É tirar o véu, é extrair a venda dos olhos, é frustração, é sair da fantasia e do irreal para um estado de realidade nua e crua. Em tempos sórdidos e mecânicos da “vida perfeita”, nos debatemos, vez ou outra, com a face da verdade. Fala-se em épocas de despertar, e a desilusão é um aspecto presente e importante do processo. Tiram-se as máscaras, ou melhor, estas caem sem muito esforço, meio que como um solavanco do Criador para o tão falado emergir da “escuridão”.
Porém, em infinitos entendimentos sobre essa questão, seja de cunho intelectual, espiritual ou mesmo da vida prática, há uma particularidade que me acomete: como é ruim “despir-se” das nossas mais bem intencionadas referências de verdades, essas que nós mesmos colocamos no nosso “altar” particular. Nesse tom de melancolia, ouço um álbum do nosso super Vinícius de Moraes com Toquinho, datado de 1980, no qual a poesia cantada me sugere o drama do momento da desilusão.
“E eu que andava nessa escuridão, de repente foi me acontecer. Me roubou o sono e a solidão, me mostrou o que eu temia ver. Sem pedir licença nem perdão, veio louca para me enlouquecer. Vou dormir querendo despertar…”
Na música “Escravo de alegria”, eu me encontro cara a cara com a sensação do que é enxergar a mesma coisa de outra maneira. Como não vi antes? Quais vendas nos olhos usava? Sempre foi assim ou passei a ver, de fato, agora? Esses e outros tantos questionamentos surgem em meio a turbilhões de pensamentos e culpas, processo duro e doloroso e que nos dá muito medo, medo de enlouquecer… Como que numa sensação de “Minha luz apagou”, parafraseando outro título do mesmo álbum musical, vejo-me buscando alguma boia de salvação, em períodos de maremotos.

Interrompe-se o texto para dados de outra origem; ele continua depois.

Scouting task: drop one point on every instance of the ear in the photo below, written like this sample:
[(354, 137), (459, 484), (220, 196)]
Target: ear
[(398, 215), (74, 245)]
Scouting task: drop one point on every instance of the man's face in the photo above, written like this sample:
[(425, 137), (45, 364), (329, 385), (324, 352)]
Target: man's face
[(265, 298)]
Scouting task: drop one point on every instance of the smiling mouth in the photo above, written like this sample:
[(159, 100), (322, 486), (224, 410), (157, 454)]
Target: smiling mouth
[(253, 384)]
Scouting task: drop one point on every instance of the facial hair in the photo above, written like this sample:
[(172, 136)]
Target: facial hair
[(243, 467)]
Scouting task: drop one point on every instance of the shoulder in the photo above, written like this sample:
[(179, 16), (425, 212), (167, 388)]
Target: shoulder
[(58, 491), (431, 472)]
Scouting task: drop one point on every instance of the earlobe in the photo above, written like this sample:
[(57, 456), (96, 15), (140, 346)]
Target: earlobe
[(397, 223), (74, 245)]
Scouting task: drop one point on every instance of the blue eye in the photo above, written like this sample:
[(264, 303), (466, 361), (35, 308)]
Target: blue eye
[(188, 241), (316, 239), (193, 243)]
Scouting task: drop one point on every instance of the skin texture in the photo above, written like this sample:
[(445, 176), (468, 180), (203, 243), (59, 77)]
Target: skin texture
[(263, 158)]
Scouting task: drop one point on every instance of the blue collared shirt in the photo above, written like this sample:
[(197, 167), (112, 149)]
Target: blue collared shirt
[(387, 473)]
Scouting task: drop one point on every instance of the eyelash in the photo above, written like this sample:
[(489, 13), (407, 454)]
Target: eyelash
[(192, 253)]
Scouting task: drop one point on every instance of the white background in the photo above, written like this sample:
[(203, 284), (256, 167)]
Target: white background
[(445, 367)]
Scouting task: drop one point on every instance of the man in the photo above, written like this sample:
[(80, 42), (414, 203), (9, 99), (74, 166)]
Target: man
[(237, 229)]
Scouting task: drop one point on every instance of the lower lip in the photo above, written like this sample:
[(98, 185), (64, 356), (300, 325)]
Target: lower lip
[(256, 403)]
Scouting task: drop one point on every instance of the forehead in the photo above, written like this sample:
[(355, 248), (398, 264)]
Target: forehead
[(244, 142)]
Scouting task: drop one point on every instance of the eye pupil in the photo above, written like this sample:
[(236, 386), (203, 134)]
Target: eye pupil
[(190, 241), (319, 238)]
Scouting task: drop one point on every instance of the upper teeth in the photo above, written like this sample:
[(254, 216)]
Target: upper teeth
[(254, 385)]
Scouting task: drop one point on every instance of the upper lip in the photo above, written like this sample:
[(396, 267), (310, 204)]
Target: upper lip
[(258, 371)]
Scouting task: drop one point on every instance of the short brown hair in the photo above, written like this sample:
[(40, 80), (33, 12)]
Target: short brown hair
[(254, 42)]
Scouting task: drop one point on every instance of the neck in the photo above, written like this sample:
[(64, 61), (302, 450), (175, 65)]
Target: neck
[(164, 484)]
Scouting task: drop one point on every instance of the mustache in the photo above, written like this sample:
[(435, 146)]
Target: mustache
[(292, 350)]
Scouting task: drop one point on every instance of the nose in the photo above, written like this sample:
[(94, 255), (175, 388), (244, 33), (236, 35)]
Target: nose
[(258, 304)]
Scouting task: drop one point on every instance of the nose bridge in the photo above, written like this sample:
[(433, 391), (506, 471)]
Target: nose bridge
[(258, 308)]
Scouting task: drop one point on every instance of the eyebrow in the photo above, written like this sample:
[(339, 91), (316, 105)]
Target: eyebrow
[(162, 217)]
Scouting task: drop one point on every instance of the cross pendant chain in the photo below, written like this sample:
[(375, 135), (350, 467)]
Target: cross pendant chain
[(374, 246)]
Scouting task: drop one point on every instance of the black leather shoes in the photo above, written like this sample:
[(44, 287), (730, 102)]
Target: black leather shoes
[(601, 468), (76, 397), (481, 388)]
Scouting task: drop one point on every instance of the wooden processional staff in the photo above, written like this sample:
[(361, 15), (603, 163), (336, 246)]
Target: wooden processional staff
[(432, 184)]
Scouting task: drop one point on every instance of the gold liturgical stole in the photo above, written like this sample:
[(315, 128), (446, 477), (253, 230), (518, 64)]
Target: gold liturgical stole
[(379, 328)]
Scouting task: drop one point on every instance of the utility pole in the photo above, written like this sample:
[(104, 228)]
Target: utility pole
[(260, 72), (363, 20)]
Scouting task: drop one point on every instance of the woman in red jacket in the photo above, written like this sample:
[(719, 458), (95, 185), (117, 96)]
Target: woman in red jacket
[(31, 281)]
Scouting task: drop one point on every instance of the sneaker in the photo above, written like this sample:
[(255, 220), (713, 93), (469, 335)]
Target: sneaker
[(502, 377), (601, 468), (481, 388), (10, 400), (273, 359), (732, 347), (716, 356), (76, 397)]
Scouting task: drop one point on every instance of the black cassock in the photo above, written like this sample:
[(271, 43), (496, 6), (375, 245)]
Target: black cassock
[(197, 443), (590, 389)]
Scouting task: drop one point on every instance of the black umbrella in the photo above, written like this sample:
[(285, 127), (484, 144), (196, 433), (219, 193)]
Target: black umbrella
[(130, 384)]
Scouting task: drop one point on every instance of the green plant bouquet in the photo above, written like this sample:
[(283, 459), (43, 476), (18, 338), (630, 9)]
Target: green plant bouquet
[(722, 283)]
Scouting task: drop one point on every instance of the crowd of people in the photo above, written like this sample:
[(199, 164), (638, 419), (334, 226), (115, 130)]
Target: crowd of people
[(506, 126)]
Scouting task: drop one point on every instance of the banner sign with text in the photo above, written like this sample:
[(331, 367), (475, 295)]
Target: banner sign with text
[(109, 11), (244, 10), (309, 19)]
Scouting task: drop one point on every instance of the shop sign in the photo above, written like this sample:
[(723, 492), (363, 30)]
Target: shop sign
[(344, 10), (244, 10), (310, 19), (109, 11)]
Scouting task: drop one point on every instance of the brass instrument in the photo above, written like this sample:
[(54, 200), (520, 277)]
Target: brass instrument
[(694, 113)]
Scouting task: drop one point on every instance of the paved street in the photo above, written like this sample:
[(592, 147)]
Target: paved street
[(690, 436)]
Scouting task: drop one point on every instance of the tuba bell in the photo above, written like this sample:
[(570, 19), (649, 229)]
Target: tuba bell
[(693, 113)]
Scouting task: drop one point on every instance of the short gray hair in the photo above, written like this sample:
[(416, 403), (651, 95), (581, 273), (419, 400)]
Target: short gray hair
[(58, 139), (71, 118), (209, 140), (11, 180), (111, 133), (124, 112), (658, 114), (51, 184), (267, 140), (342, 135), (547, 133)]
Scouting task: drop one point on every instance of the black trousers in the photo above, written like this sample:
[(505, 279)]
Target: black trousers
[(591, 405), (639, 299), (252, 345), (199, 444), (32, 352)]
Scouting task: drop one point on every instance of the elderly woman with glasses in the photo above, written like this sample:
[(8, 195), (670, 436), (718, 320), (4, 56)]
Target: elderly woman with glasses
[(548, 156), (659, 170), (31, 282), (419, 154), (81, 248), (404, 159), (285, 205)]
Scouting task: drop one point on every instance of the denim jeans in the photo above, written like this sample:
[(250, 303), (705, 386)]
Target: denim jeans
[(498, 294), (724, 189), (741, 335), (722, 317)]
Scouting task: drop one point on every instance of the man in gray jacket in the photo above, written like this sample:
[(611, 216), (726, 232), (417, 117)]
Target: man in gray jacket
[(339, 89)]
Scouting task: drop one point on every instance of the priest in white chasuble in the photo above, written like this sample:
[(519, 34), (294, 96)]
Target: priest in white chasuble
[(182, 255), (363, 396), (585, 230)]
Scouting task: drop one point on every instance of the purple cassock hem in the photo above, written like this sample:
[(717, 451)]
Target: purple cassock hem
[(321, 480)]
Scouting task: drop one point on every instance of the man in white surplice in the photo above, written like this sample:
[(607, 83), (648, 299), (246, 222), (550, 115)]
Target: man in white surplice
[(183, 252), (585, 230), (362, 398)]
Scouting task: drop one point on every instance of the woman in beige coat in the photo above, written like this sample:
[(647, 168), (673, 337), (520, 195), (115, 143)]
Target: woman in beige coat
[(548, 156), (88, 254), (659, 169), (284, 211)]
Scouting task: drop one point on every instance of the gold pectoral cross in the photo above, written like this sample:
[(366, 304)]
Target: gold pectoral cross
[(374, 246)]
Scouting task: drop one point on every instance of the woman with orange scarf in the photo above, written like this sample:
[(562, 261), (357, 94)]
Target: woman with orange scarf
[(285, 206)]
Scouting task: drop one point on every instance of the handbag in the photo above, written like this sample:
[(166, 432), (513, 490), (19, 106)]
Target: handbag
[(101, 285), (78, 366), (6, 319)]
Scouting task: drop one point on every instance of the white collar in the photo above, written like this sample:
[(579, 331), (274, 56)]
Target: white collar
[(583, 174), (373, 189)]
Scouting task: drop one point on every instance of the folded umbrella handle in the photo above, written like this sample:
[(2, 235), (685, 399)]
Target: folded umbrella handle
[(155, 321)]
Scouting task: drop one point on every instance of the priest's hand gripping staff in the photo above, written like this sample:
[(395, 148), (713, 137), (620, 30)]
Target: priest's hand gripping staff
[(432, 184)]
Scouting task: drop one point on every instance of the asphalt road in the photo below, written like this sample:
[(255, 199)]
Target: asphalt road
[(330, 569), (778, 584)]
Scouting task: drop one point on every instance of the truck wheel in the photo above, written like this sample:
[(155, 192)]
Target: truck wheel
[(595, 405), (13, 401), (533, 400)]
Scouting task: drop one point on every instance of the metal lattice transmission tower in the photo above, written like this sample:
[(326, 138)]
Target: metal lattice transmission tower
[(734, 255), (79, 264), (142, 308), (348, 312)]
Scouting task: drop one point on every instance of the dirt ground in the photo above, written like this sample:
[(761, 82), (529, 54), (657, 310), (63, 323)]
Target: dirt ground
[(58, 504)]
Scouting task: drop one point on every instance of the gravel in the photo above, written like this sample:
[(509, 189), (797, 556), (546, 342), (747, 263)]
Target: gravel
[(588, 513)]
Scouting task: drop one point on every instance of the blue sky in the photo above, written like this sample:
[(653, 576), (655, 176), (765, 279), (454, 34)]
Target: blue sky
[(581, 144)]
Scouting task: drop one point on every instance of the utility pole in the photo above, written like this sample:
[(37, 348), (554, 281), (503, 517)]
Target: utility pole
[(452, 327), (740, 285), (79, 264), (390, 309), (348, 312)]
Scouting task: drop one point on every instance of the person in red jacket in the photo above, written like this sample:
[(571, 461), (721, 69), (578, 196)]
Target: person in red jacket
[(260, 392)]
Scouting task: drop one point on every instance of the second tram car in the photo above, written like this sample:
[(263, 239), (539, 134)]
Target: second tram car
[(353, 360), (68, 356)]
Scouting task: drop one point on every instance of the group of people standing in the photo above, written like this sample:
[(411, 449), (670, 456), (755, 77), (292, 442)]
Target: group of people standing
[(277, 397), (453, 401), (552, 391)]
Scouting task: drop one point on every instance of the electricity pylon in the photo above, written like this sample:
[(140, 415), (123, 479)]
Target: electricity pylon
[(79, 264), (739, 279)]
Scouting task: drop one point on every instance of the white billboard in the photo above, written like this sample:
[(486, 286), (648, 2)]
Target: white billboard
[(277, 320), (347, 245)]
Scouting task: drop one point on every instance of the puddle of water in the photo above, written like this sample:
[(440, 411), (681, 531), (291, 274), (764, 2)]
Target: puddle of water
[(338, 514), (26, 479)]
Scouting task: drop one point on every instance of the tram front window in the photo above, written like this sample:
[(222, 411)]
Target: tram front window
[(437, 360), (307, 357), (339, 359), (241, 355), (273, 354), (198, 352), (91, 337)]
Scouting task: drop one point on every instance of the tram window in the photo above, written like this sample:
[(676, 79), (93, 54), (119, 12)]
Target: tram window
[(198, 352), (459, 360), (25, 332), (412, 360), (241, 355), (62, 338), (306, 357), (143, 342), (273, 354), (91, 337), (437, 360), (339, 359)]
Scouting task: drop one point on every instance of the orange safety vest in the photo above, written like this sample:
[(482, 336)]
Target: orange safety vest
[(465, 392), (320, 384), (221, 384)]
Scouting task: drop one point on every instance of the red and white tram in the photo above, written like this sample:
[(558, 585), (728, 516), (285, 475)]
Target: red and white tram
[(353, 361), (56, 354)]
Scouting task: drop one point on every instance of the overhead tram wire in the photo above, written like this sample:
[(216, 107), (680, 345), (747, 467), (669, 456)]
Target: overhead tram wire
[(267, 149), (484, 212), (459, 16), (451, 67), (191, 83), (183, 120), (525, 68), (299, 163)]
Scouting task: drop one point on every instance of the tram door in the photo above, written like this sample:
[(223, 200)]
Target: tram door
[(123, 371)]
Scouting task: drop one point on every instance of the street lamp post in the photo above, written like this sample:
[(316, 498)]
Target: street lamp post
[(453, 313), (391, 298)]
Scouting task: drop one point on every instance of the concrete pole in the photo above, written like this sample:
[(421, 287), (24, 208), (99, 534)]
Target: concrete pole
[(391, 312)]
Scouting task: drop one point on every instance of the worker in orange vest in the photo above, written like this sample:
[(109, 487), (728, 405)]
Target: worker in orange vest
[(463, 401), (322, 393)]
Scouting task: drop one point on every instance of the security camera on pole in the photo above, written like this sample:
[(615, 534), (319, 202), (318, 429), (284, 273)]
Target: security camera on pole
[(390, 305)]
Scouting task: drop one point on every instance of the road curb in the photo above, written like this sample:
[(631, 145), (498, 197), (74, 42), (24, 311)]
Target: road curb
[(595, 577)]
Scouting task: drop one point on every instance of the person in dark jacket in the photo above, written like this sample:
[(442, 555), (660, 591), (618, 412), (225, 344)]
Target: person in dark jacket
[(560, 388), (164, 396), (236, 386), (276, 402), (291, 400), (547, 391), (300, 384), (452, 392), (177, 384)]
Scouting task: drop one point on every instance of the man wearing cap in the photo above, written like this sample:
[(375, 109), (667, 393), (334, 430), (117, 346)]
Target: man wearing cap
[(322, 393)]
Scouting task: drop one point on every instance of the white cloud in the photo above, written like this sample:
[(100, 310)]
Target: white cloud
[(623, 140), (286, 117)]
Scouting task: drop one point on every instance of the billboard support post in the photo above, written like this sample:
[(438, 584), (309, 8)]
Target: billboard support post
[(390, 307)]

Trata-se do despertar maduro, da passagem da fase ingênua que se foi para dar lugar à genuína capacidade de ser e ver de forma mais clara e autêntica. A decepção nos acomete de um mal súbito de desconstruir algo ou alguém ao qual idealizávamos. Desapontar-se e se ver em meio a desenganos é um ato de corte de bisturi na historinha que queremos acreditar e contar para as pessoas. Qual é hoje o seu nível de desilusão? Como você está lidando com a decepção? “Quem na dor de um sofrer, desencontros viveu…”.
*Marcela Mastrangelo é socióloga, coach e terapeuta.